Reconstituição do ms L fols 113c – 322b

CAPÍTULO CCCL

84 E assy foy feito E dally adyante forõ muytos prazeres feitos a el rey dom Garcia e ao conde e

aa condessa dona Sancha e aos nobres cavalleiros de Castella. E o conde guysou muy ben el rey e toda sua companha de panos e de bestas e de quanto ouve mester e ẽvyuho pera seu reyno.

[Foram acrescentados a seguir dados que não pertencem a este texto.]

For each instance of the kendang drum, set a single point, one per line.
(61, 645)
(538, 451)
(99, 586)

El rey dom Garcia, depois que chegou a seu reyno, foisse pera Castella e ẽvyou por todollos homeens honrrados do seu reyno e fez hy suas cortes. E, desque todos forõ ajũtados, disselhes assi:

– Amigos, bem sabees como eu soo deshonrrado do conde dom Fernã Gonçallvez; e a mynha deshonrra vossa he. E quero que saibhades que ou eu delle seerey vingado, ou em ello perderei o corpo.

CAPÍTULO CCCLI

Como o conde dom Fernã Gonçallvez foy ajudar el rey dom Sancho de Leom aos mouros que o tiinhã cercado e das cousas que depois fez

Empos esto, el rey dom Sancho de Leom ẽvyou seus mandadeiros ao conde dom Fernã Gonçallvez a dizerlhe ẽ como Abdenaamer, rey de Cordova, era entrado em sua terra cõ muy grande poder de mouros e que lhe rogava muito que o fosse ajudar. E o conde, so que ouve o recado, foisse logo pera elle quãto mais pode, com aquelles cavalleiros que tiinha conssigo, e 85 nõ quis mais tardar. E ẽvyou dizer per toda sua terra per cartas e per mã/dadeiros [132b] a todollos outros que se fossem ẽpos elle.

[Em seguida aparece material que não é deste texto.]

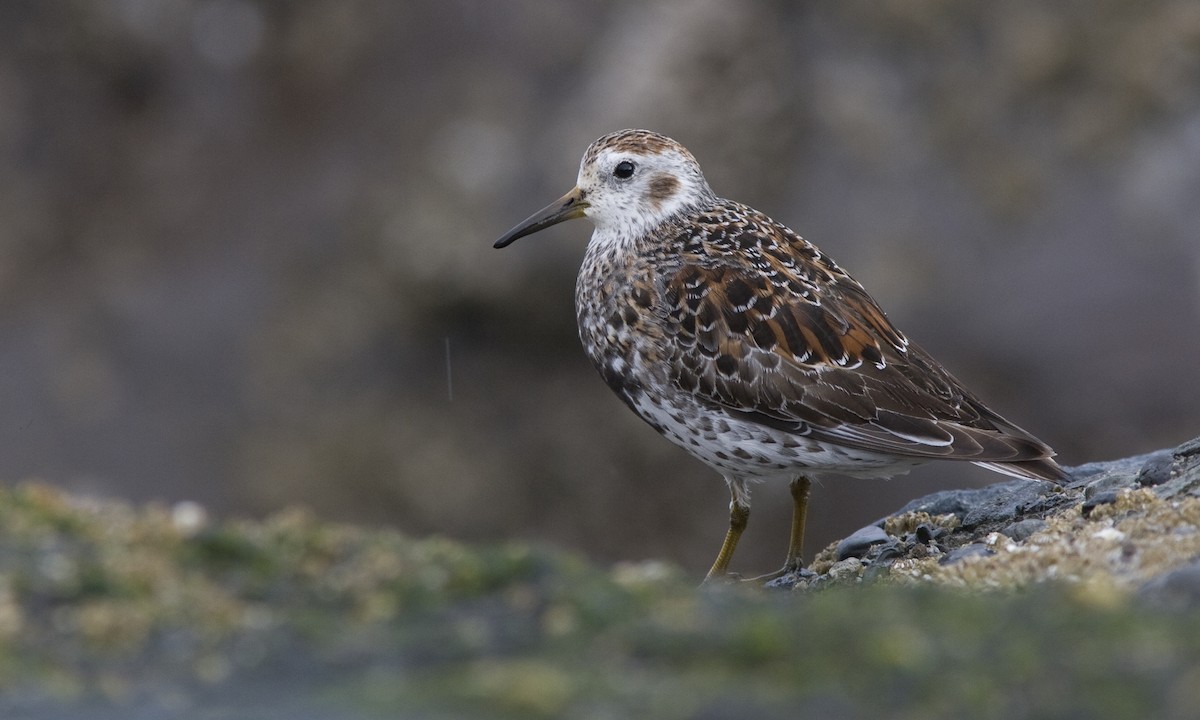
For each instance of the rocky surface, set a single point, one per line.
(1133, 523)
(1085, 595)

Quando el rey dom Sancho de Leom vyo o conde, prouguelhe muyto cõ elle e recebeuho muy ben, ca teve que lhe acorrya a muy bõo tempo. E desy, a cabo de oyto dyas, chegousse a companha toda ao conde e entom ouverõ seu consselho que ao terceiro dia saissem ao campo a lidar cõ os mouros, ca melhor seerya que estar ençarrados.

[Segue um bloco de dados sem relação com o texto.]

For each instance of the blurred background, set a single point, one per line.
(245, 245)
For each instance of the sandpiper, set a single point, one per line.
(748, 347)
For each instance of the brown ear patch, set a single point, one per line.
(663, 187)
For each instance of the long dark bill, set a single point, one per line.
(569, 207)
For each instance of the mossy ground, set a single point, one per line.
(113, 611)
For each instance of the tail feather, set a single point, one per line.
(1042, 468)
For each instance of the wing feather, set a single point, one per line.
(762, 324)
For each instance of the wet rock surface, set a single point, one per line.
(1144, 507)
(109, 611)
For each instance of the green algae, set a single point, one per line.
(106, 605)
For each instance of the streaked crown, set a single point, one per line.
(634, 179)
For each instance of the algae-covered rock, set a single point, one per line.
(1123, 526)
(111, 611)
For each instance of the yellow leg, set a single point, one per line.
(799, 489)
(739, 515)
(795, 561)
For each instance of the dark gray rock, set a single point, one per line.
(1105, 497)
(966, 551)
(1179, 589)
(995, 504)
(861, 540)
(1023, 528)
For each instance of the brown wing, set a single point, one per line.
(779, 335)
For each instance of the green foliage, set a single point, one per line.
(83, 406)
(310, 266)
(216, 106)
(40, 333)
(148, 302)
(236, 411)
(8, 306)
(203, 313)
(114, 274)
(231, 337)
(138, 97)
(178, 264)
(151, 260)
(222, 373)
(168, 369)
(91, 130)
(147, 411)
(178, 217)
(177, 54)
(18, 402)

Quando os mouros ouverõ novas ẽ como o conde dom Fernã Gonçallvez era dentro ẽna villa de Leom, descercarõna logo e foronsse pera Sam Fagundo e começarom correr toda a terra de Campos. E, quando o conde soube, foy contra elles cõ toda sua companha e nõ quis conssigo levar nẽ hũu dos cavalleiros del rei que quiserã hyr cõ elle. E os Leoneses teveronsse ẽtom em ello por deshonrrados e quiseronsse por ello mal. E elle, quando chegou a Sã Fagundo, como o tiinhã cercado e avyam ja corrida essa terra e tiinhã tam grande peça de cativos e de gaados que era grande cousa. E o conde foy logo feryr ennos mouros muy de ryjo, chamando «Castela»! E os mouros, quãdo ouvyrõ chamar «Castella» e souberom que aquelle era o conde dom Fernã Gonçalvez, forom muy spantados e leixarom logo o campo e a prea que tiinhã e começarom de fugir quanto mais poderom.

E, depois que os mouros desta guisa forom vencidos, mandou o conde tornar o roubo aaquelles cujo era. E, os cristãaos que os mouros levavam cativos, mandou que fossem livres e quites. E elle tornousse com toda sua companha a el rey dom Sancho a Leom.

E, com todo esto, os Leoneses estavam muy sanhudos cõtra o cõde por que nõ quisera que fossem cõ elle. E ouverom suas pallavras cõ os Castellãaos. A raynha de Leon, que queria muy grande mal aos Castellãaos 86 por / [132c] a morte de seu padre, el rey dom Sancho de Navarra, e que se trabalhava quanto ella podya de lhes buscar todo mal e toda desonrra que podesse, quando esto vyo, prouguelhe muyto e começou de avyver os que pellejassem com elles. E ouverõsse hy de matar todos, se nõ fora por el rey dom Sancho, que sayu a elles e espartyuhos; pero ficarom desafiados todos hũus cõ os outros.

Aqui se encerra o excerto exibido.